Steel doors typically have more insulating value than wood doors. Models that are Energy Star-qualified must be independently tested and certified, and often boast tighter-fitting frames, energy-efficient cores, and, for models with glass, double- or triple-panel insulating glass to reduce heat transfer. You’ll find more details on the federal EPA’s EnergyStar website.
Entry doors are also known as door systems because they come pre-hung in a frame and come with the knob and deadbolt pre-installed. Unless a replacement door is part of a larger remodeling project, you may want the new door to be the same size as the old one. Choosing a larger door or adding sidelights means redoing the door framing around the door–a job best left to a contractor. Unless you’re a skilled carpenter, you may also want to hire a pro to install same-size doors.
Keep yourself and your family safe
It takes a quality door lock to deter burglaries and home invasions.
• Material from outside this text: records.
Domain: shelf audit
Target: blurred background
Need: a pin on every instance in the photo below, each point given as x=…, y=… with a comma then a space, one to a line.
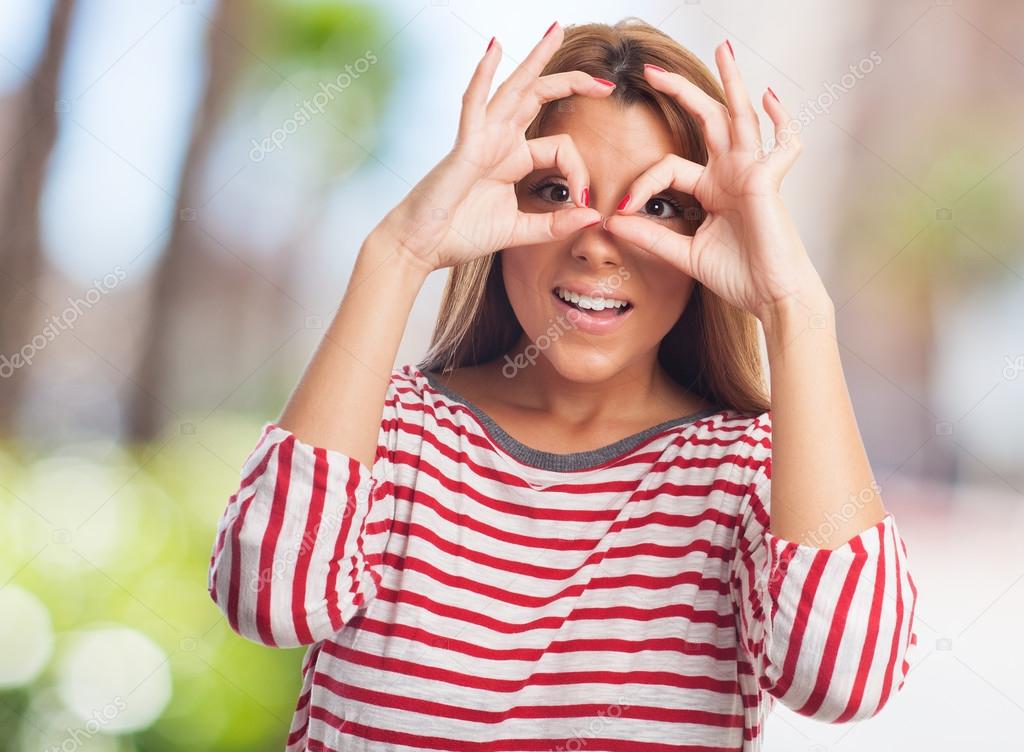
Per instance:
x=184, y=184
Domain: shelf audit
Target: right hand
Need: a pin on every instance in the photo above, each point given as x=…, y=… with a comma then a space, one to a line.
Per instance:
x=466, y=206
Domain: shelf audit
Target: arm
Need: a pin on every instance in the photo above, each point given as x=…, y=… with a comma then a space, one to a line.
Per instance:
x=339, y=401
x=821, y=468
x=827, y=631
x=299, y=546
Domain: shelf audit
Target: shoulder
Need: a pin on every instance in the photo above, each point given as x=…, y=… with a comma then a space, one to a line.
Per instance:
x=744, y=439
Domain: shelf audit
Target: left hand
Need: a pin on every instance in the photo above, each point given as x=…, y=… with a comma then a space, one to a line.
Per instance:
x=747, y=250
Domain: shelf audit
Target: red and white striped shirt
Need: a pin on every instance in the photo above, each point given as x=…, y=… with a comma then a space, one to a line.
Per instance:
x=468, y=592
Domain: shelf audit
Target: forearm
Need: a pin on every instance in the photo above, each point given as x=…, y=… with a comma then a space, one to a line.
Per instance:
x=823, y=491
x=339, y=401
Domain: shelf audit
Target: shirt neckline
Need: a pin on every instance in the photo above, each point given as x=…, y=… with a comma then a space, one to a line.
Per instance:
x=569, y=461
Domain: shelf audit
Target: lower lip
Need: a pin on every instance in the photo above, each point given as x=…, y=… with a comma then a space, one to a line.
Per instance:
x=589, y=323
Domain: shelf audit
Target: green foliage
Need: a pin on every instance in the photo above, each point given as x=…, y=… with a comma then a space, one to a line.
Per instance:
x=141, y=526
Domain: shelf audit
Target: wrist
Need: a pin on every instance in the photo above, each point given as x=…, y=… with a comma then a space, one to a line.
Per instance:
x=382, y=249
x=810, y=308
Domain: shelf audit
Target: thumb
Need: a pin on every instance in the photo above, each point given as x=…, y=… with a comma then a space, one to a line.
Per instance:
x=546, y=226
x=653, y=238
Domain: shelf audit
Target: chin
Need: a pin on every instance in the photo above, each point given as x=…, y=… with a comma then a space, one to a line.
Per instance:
x=585, y=363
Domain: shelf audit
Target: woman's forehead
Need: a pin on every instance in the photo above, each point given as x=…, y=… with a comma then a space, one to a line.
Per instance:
x=610, y=135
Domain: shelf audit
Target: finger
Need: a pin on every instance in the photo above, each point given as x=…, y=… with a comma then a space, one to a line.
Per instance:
x=653, y=238
x=672, y=171
x=475, y=98
x=745, y=126
x=550, y=225
x=713, y=115
x=508, y=95
x=559, y=151
x=787, y=144
x=558, y=86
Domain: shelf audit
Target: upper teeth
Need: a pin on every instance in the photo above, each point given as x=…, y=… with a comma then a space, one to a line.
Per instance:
x=585, y=301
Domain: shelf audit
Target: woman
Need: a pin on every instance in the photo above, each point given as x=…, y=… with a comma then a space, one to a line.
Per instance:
x=554, y=533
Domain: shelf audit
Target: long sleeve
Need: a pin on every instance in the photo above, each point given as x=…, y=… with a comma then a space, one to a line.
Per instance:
x=827, y=631
x=298, y=548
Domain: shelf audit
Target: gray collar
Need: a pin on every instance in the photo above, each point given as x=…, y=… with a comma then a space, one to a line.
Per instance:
x=572, y=460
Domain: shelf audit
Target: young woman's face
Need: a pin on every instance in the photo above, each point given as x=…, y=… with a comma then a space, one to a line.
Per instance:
x=616, y=144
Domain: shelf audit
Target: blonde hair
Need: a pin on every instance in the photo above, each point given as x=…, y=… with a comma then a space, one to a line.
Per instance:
x=714, y=348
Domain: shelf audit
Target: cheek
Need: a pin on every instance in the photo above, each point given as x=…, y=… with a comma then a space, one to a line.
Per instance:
x=667, y=295
x=521, y=272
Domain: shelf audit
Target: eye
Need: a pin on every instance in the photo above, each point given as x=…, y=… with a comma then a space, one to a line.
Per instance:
x=658, y=204
x=559, y=196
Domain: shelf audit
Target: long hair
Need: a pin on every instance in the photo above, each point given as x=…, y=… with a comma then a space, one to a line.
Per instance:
x=714, y=348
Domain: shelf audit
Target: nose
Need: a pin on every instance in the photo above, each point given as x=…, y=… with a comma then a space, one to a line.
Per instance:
x=596, y=247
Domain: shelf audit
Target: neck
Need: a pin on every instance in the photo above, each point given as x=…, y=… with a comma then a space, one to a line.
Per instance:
x=628, y=391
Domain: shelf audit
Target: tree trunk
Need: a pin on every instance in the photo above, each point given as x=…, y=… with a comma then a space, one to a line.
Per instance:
x=20, y=249
x=183, y=258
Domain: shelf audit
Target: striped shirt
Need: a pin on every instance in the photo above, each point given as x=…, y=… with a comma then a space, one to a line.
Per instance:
x=469, y=592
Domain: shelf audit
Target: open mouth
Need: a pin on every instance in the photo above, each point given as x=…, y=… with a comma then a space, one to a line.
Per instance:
x=599, y=305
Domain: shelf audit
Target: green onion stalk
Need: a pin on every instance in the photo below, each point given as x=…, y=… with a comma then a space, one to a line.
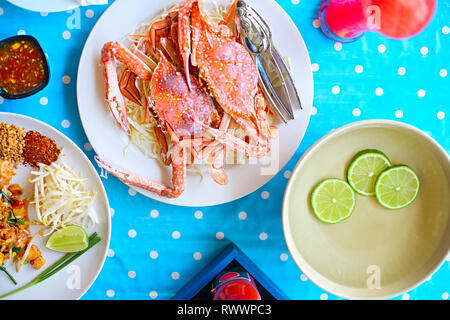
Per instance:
x=56, y=267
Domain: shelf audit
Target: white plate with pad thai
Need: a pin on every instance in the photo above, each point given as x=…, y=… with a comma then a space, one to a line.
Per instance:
x=171, y=103
x=54, y=214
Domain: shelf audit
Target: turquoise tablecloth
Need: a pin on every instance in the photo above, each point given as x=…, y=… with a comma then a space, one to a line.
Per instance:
x=156, y=248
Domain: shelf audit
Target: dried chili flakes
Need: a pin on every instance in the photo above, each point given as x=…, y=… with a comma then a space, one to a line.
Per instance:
x=39, y=149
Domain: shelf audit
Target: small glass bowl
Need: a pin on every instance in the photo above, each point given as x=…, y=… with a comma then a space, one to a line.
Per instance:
x=44, y=82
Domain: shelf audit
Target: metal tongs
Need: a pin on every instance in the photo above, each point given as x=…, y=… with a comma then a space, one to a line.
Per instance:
x=275, y=80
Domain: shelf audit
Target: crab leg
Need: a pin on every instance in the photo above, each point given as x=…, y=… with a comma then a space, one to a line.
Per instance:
x=127, y=85
x=184, y=36
x=235, y=143
x=114, y=97
x=178, y=178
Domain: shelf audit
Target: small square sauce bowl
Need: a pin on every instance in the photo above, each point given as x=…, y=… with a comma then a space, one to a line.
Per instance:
x=24, y=68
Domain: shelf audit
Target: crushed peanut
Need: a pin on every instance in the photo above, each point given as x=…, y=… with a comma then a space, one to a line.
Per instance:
x=12, y=141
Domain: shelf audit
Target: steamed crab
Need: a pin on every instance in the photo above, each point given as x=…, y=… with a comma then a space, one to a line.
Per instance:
x=188, y=60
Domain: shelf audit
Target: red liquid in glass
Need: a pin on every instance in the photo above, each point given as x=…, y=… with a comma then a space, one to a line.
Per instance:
x=396, y=19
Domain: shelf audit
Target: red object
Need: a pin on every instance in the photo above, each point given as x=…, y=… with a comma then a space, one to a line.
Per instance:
x=235, y=285
x=398, y=19
x=404, y=18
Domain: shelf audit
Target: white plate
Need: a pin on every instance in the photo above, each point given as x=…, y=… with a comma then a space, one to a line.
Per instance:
x=46, y=5
x=62, y=285
x=109, y=141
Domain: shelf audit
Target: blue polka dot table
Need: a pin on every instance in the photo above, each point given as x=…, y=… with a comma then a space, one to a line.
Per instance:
x=156, y=248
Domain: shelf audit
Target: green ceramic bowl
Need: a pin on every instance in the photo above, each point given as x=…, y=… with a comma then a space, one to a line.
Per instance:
x=376, y=253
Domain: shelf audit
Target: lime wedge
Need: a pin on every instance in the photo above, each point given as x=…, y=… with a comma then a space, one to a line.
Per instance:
x=397, y=187
x=364, y=170
x=333, y=201
x=68, y=239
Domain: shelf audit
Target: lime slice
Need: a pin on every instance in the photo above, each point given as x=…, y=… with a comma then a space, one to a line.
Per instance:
x=364, y=170
x=397, y=187
x=333, y=200
x=68, y=239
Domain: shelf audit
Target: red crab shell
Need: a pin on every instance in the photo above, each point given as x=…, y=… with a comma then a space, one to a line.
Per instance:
x=175, y=105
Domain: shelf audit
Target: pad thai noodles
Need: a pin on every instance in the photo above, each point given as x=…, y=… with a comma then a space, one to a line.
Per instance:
x=15, y=235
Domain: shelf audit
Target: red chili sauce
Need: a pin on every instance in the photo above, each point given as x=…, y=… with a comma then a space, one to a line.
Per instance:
x=21, y=67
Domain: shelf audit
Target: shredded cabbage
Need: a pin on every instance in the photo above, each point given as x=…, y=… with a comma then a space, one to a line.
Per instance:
x=61, y=197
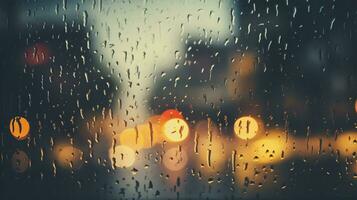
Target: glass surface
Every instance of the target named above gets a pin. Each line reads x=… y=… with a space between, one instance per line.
x=178 y=99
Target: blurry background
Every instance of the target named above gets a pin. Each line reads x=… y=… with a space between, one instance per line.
x=94 y=78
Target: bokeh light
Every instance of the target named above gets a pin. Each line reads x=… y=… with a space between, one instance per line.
x=175 y=159
x=176 y=130
x=37 y=54
x=170 y=114
x=20 y=161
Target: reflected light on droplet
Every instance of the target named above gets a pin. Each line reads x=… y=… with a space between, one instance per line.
x=122 y=156
x=20 y=161
x=246 y=127
x=68 y=156
x=19 y=128
x=176 y=130
x=175 y=159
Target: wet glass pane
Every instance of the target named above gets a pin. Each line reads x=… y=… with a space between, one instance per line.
x=178 y=99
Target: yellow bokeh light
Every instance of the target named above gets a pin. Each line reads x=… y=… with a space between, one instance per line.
x=142 y=136
x=175 y=159
x=176 y=130
x=246 y=127
x=20 y=161
x=271 y=148
x=122 y=156
x=68 y=156
x=19 y=128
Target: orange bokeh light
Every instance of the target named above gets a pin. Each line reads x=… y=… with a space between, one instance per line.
x=19 y=127
x=176 y=130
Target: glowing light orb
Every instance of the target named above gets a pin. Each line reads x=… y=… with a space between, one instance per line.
x=170 y=114
x=176 y=130
x=20 y=161
x=246 y=127
x=122 y=156
x=272 y=148
x=19 y=128
x=38 y=54
x=68 y=156
x=175 y=159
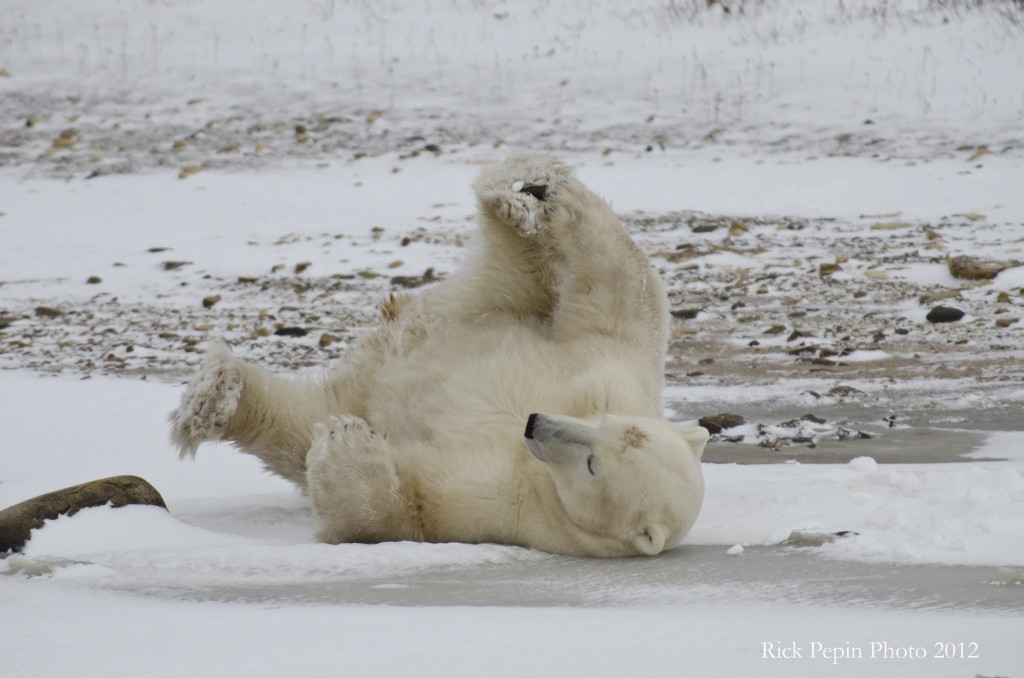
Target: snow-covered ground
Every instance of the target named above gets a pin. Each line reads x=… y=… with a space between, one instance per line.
x=326 y=149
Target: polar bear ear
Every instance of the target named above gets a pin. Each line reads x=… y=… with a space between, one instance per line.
x=651 y=539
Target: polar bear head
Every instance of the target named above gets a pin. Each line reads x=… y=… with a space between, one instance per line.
x=631 y=485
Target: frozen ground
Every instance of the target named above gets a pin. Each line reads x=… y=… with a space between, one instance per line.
x=800 y=173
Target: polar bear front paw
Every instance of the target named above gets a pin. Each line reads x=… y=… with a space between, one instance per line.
x=516 y=208
x=209 y=401
x=515 y=192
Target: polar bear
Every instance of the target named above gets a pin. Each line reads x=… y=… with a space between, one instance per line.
x=517 y=401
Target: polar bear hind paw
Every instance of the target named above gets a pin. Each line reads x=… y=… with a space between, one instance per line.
x=208 y=403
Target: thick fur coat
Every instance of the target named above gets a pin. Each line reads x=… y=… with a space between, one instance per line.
x=517 y=401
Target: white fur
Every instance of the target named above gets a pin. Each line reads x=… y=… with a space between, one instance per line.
x=419 y=433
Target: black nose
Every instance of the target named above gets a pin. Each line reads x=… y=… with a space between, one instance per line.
x=530 y=422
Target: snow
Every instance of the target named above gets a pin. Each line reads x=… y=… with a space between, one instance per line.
x=828 y=132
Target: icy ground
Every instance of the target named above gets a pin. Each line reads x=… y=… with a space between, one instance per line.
x=799 y=172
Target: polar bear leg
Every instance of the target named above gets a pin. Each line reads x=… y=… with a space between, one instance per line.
x=511 y=266
x=268 y=416
x=353 y=483
x=208 y=403
x=606 y=284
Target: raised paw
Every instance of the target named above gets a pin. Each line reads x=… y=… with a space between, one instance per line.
x=208 y=403
x=352 y=480
x=515 y=191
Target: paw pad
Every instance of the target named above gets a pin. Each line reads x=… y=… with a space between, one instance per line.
x=538 y=191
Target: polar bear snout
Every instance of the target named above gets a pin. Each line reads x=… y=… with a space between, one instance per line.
x=553 y=439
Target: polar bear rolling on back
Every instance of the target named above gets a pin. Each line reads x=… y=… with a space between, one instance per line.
x=517 y=401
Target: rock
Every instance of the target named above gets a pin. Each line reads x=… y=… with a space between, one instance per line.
x=718 y=423
x=410 y=282
x=973 y=268
x=826 y=269
x=944 y=314
x=328 y=339
x=685 y=313
x=47 y=311
x=291 y=332
x=843 y=391
x=16 y=522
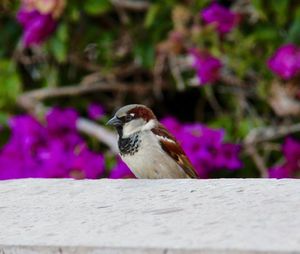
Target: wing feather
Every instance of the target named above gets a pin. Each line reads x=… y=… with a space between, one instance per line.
x=174 y=150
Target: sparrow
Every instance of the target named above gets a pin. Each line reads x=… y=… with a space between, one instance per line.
x=147 y=147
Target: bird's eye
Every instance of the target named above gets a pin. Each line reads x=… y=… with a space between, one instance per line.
x=129 y=117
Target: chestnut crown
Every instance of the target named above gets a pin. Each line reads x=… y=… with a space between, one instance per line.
x=131 y=112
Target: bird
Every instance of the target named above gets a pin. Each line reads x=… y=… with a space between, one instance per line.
x=147 y=147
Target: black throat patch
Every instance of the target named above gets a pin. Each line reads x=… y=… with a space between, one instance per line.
x=130 y=145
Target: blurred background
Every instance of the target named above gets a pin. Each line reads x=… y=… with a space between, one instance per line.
x=221 y=75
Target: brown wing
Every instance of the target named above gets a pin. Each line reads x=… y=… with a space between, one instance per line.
x=173 y=149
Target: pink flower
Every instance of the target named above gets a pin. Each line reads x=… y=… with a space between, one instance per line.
x=286 y=61
x=224 y=19
x=206 y=66
x=205 y=147
x=39 y=19
x=291 y=151
x=37 y=27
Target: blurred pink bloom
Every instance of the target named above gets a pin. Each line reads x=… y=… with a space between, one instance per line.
x=39 y=19
x=54 y=149
x=291 y=152
x=205 y=146
x=224 y=19
x=37 y=27
x=286 y=61
x=206 y=66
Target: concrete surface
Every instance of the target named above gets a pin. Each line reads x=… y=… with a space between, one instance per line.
x=149 y=216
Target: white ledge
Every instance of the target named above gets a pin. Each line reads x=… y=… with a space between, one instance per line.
x=149 y=216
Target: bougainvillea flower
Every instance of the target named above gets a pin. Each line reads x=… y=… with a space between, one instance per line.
x=37 y=27
x=291 y=152
x=39 y=19
x=205 y=146
x=53 y=149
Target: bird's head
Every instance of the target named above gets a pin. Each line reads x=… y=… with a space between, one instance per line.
x=133 y=118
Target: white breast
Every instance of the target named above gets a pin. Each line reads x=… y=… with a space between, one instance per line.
x=150 y=161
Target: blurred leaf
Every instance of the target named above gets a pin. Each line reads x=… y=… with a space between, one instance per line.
x=58 y=43
x=144 y=55
x=151 y=15
x=10 y=84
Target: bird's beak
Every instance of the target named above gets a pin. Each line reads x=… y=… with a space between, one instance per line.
x=114 y=121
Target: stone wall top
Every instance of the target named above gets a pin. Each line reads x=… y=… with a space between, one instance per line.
x=150 y=216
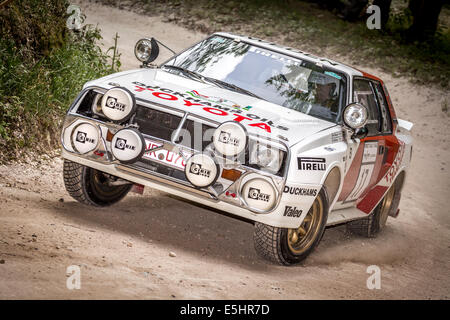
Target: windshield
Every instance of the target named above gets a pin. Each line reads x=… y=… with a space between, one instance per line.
x=290 y=82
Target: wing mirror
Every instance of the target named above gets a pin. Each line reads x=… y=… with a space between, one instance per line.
x=355 y=116
x=147 y=50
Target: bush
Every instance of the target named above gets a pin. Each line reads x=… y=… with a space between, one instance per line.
x=42 y=68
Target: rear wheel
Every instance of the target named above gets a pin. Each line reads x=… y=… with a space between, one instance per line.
x=92 y=187
x=376 y=221
x=290 y=246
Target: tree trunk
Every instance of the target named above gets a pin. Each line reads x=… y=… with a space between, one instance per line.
x=385 y=6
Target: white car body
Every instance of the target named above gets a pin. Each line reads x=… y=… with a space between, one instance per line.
x=356 y=173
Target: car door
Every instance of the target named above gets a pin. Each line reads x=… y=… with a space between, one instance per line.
x=368 y=163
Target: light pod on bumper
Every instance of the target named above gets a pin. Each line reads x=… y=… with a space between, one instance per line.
x=259 y=194
x=201 y=170
x=230 y=138
x=85 y=137
x=128 y=145
x=118 y=104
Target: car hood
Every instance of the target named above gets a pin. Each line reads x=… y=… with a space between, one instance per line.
x=216 y=104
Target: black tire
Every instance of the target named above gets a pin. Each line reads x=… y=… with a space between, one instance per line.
x=89 y=186
x=274 y=244
x=375 y=222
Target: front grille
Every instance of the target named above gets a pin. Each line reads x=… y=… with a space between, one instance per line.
x=156 y=123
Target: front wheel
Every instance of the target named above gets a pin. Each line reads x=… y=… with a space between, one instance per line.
x=371 y=225
x=92 y=187
x=290 y=246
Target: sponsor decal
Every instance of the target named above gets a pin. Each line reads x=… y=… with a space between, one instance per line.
x=300 y=191
x=163 y=155
x=390 y=175
x=292 y=212
x=197 y=169
x=112 y=103
x=121 y=144
x=83 y=138
x=224 y=102
x=256 y=194
x=226 y=138
x=212 y=105
x=337 y=137
x=316 y=164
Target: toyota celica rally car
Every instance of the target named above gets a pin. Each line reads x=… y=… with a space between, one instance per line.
x=276 y=136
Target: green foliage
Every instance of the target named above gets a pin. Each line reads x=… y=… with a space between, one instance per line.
x=304 y=25
x=39 y=79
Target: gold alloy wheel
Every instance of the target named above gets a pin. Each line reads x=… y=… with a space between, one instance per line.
x=386 y=206
x=300 y=239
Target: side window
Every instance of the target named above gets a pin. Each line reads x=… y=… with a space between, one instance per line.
x=363 y=93
x=386 y=125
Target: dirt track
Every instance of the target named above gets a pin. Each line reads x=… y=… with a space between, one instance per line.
x=124 y=250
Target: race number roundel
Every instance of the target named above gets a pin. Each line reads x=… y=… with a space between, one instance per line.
x=128 y=145
x=201 y=170
x=259 y=194
x=230 y=138
x=118 y=104
x=85 y=138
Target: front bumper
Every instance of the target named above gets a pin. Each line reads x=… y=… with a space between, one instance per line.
x=289 y=210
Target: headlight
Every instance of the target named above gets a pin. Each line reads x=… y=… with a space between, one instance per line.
x=230 y=138
x=201 y=170
x=118 y=104
x=128 y=145
x=259 y=194
x=146 y=50
x=266 y=157
x=355 y=115
x=85 y=138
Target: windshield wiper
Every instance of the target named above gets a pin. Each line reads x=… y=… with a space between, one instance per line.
x=231 y=86
x=187 y=72
x=204 y=79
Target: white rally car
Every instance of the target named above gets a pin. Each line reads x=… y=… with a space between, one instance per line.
x=274 y=135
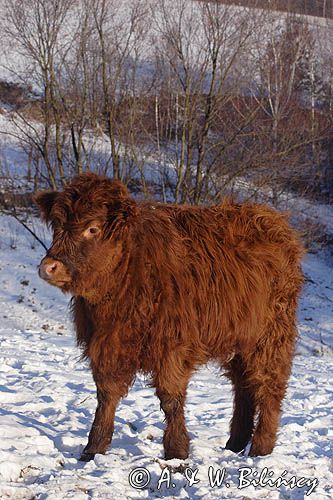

Many crooks kick in doors to get in. But unless your door is hollow, it’s not the door itself that lets burglars in. Our tests with a battering ram have shown little difference in strength among door materials. All eventually failed because the doorjamb split near the lock’s strike plate, though we also found that beefed-up locks and strike plates can greatly increase a door’s kick-in resistance.
Some other ways to strengthen any exterior door: Use a lock with a 1-inch-long deadbolt and a reinforced metal box strike. Use 3-inch-long mounting screws so they lodge in the framing beyond the doorjamb. And don’t overlook the door that leads into your house from the garage.